Each door on the side can be opened to work on a certain part of the animal. There is a bottom door that opens, allowing for work underneath the animal, as well as a door at the end of the chute for the operator to enter.
“The animals are weighed when they step into the chute,” Marc said. The scale is electronic and the weight reads out on an overhead platform.
Dr. Dahlman set out his materials, and took a sample from a bull that he slid onto a slide. He put the slide under his microscope in the office part to the right of the chute.
Dahlman took the samples back to the office at the end of the day to take a full count. He also took different measurements that added up to a Breeding Soundness Exam.
While the “Doc” conducted the exam, Riley operated the hydraulic chute, wrote down the weight on each bull, and Marc did a pour-on for lice protection.
Afterward, Marc checked each bull’s ear.
“All purebred bulls are tattooed with the ranch code on the right ear, and our ranch prefix is SMJ,” Marc said. They have a tattoo kit composed of tiny needles. “We print our tattoos when we do pre-weaning shots.
The left ear tattoo is the individual’s identification. For the Schriefers, it is the sire code and the cow’s herd number identification.
“We can look at the tag and see who the sire is but more importantly, we can immediately know what cow and calf are a pair,” he added.
Marc placed a yellow ear tag in each bull’s left ear. The tag is the lot number each bull would go through the sale with.
“This is the sale lot number, and that is the order they will be in in the sale. Jodi likes to have a top calving ease or a top performance bull in the top five lots,” he said.

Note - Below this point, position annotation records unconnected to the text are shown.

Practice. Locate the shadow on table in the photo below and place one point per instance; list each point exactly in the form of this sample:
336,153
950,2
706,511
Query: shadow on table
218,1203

Marc explained a top calving ease was different than a top performance bull.
“A top performance bull might be a good bull for someone who wants to have good weaning weights on steers and sell steers. A calving ease could be a good bull for a herd where heifers could easily calve on their own,” Marc explained.

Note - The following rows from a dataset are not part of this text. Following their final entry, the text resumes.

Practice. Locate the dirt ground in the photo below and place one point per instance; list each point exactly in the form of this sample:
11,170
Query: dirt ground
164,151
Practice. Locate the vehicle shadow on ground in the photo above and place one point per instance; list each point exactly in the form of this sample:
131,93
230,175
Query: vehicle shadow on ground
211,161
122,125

When Lot 4 went through, the bull had an excellent set of EPDs.
“Lot 4 has 11 EPDs in the top 15 percent,” Marc said. Dr. Dahlman added that his semen was excellent.
Each bull had its own good EPDs and one had a weight that was more than 2,000 pounds.

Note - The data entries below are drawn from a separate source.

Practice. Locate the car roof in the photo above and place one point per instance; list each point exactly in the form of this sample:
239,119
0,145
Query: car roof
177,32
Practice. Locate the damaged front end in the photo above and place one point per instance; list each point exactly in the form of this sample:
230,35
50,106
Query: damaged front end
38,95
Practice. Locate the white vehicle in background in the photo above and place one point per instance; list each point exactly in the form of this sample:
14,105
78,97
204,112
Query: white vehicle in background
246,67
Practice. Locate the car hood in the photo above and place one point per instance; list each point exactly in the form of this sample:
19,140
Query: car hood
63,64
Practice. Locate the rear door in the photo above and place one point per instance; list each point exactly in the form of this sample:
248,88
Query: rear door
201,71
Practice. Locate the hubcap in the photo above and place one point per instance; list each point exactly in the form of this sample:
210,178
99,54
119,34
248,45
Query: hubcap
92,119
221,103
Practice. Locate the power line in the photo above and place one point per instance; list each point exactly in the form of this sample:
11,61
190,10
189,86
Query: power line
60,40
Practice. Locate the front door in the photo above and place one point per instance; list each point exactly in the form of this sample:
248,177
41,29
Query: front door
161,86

Dahlman and Riley said that genetics was the main reason bulls put on good muscle.
As the bulls finished their exams, they walked out to the bunks where they waited on their own for the other bulls to finish. Marc and Riley had dumped extra goodies into the bunk so they had something to munch on while they waited.
With calm and gentle dispositions, these bulls didn’t need anyone to tell them to wait calmly. They just did.
Later, after the exams, Marc and Riley herded the bulls back to their paddock, where they could walk around in some spring-like weather.
It was an end to a beautiful winter day – only a few weeks to sale day.
In addition, after her meeting in Bismarck, Jodi picked up a pony for her grandchild August.
“I picked up Bunny for August. Bunny is August’s first pony, and we’re excited about it,” Jodi said.
The Schriefers will have their annual production sale on Thursday, March 12, at Stockmen’s Livestock Exchange in Dickinson, beginning at 1 p.m.